En los comienzos de la década del 60, cuando yo había terminado ya el primer año de mi aventura filosófica, la Facultad de Filosofía y Letras de la Universidad Central estaba dirigida por el doctor Luis Verdesoto Salgado, bajo cuya inspiración cobraron especial relieve los cursos de verano que él organizó batallando contra las permanentes limitaciones presupuestarias de esa casa de estudios. Nunca sabré cómo se logró financiar esos cursos; el hecho es que su solo anuncio provocaba una avalancha de interesados que hacían esfuerzos inauditos para lograr sus inscripciones, manejándose en los estrechos corredores de aquella casa que tenía el prestigio de haber sido la residencia presidencial de Eloy Alfaro.
No recuerdo en cuántos cursos nos inscribimos Ulises Estrella y yo; lo que recuerdo es que asistimos juntos puntualmente a un curso que dictó Jorge Enrique Adoum sobre la poesía ecuatoriana, a otro sobre historia de los Estados Unidos, con un profesor gringo cuyo nombre no recuerdo, y a otro, que Ulises abandonó inmediatamente, sobre filosofía de la ciencia. Yo lo continué heroicamente hasta el final, aunque solo entendía la mitad, porque era un curso que requería un buen conocimiento de la alta matemática. Como yo había pasado difícilmente el cálculo mental, navegaba en esas clases como el Ulises homérico en las aguas de Creta y de Sicilia, pero lo hacía porque estaba fascinado por la personalidad del profesor. Se llamaba Mario Bunge, era argentino, había sido perseguido por Perón, y enseñaba en alguna universidad de los EE.UU. Años después, cuando conocí a Hernán Malo, evoqué inmediatamente a Mario Bunge, porque los dos tenían un extraño parecido: ambos menudos, con el cabello peinado hacia un costado y ext
endiéndose en una onda pronunciada sobre la ceja derecha, y sobre todo vivaces, dispuestos a la broma y al lenguaje sencillo, pese a la profundidad de su diverso pensamiento.

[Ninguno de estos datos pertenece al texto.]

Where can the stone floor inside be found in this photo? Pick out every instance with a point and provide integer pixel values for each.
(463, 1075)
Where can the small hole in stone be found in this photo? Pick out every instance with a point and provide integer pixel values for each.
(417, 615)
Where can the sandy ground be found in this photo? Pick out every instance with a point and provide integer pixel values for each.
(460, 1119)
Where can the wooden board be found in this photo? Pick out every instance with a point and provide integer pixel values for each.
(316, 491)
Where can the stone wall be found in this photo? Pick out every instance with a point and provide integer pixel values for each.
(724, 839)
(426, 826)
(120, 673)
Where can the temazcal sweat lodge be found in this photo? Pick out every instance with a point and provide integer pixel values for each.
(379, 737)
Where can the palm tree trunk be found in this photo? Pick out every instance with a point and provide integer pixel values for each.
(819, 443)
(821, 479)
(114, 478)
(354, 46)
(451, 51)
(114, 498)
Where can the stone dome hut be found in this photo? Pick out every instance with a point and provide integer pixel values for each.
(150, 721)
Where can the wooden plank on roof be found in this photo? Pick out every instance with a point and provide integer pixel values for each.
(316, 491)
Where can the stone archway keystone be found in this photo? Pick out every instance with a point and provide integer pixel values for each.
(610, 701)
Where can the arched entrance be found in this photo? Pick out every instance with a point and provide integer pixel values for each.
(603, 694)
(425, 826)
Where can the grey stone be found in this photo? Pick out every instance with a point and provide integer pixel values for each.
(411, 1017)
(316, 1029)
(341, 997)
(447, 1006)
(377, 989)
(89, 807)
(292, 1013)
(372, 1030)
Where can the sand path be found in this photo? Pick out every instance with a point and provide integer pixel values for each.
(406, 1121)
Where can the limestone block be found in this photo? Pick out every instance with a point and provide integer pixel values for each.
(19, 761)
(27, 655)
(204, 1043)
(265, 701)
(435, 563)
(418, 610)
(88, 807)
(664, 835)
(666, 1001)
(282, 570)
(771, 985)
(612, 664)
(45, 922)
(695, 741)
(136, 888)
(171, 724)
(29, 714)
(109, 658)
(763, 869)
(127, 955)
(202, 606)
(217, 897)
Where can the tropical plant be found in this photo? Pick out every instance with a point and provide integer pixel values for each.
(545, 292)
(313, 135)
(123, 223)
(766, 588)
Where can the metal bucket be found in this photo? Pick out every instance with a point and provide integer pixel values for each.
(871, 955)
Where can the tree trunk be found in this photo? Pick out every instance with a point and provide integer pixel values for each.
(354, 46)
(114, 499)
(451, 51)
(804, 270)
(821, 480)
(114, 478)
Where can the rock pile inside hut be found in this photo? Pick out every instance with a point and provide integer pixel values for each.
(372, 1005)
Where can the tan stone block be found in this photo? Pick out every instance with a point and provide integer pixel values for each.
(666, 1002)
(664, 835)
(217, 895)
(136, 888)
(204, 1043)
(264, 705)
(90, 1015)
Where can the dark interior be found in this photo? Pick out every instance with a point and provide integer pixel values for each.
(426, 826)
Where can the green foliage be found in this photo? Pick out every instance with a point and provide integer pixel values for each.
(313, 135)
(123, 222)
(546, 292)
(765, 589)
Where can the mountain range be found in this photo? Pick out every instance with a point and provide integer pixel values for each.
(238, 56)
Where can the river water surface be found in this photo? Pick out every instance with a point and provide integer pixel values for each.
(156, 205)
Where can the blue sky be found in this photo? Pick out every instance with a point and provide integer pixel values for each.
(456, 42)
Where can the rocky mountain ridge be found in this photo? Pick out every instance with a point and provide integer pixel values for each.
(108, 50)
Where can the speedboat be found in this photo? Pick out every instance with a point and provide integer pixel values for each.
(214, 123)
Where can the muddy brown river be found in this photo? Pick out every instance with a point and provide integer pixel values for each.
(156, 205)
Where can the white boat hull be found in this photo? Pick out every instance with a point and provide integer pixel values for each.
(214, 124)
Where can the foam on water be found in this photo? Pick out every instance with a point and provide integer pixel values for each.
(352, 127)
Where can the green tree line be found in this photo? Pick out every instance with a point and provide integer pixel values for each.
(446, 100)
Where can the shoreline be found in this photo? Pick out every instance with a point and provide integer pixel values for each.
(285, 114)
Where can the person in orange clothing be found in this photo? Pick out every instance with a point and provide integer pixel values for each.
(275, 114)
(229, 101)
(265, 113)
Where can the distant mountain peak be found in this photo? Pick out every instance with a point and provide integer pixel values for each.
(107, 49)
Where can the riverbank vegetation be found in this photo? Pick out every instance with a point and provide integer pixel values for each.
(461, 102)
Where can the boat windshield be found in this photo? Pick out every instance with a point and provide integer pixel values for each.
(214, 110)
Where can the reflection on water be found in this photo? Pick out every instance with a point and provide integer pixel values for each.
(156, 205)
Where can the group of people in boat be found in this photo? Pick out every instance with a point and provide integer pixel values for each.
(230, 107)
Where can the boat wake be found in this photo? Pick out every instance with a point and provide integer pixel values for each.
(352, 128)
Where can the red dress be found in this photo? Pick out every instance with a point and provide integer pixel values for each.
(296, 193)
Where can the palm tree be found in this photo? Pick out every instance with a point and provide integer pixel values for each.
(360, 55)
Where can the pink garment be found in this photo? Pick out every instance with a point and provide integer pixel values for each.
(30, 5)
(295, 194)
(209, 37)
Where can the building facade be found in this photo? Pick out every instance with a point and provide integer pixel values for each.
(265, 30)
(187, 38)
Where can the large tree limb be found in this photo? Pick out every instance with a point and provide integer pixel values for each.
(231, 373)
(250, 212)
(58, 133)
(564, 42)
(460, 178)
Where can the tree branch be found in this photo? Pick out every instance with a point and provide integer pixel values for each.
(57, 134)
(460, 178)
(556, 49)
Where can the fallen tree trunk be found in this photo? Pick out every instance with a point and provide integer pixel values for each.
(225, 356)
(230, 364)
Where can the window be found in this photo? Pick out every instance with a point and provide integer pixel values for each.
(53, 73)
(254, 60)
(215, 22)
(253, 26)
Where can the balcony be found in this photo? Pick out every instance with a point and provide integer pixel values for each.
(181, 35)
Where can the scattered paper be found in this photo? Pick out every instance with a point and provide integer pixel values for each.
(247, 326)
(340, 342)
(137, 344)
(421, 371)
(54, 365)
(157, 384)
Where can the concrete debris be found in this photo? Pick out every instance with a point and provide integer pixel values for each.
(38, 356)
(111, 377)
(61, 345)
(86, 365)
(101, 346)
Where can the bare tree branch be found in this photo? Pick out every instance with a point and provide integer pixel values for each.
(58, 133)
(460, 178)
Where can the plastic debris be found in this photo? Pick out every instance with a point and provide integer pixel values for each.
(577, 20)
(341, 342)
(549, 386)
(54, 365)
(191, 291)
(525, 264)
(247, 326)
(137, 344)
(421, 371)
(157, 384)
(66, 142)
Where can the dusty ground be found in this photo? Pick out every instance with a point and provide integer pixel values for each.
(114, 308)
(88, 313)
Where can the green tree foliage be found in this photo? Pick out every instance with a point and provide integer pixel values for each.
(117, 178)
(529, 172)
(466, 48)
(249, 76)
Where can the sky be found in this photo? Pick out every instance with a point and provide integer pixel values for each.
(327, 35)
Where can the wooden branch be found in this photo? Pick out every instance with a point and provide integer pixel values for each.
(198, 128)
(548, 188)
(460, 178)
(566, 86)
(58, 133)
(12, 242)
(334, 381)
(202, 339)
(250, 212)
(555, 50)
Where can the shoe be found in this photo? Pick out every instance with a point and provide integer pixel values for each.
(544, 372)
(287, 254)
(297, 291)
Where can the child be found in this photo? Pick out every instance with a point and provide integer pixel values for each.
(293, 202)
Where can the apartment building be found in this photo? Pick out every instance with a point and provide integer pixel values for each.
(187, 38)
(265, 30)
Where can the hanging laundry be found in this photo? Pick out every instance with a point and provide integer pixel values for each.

Porque Mario Bunge no era precisamente un pensador creyente. Su pecado, muy grave por cierto, era un absoluto apego a la razón y una convicción inquebrantable en la lógica. No en cualquier lógica, desde luego: en su patria había roto lanzas contra Francisco Romero, que pontificó por mucho tiempo con su lógica fenomenológica, mientras Bunge había levantado las banderas del positivismo lógico. Físico, matemático y epistemólogo, fue inevitable que dejara una honda huella.
Y ahora, inesperadamente, me he acordado de él, porque me ha llegado la noticia de su muerte, poco después de haber cumplido cien años. Las agencias de prensa y algunos periódicos recuerdan sus numerosos libros, sus premios, sus doctorados honoríficos. Yo recuerdo sus lejanas clases en mi vieja Facultad, pero no para refrescar su explicación sobre las leyes del conocimiento científico, sino su enseñanza principal: el conocimiento solo tiene valor y encuentra sentido cuando está orientado hacia el bien.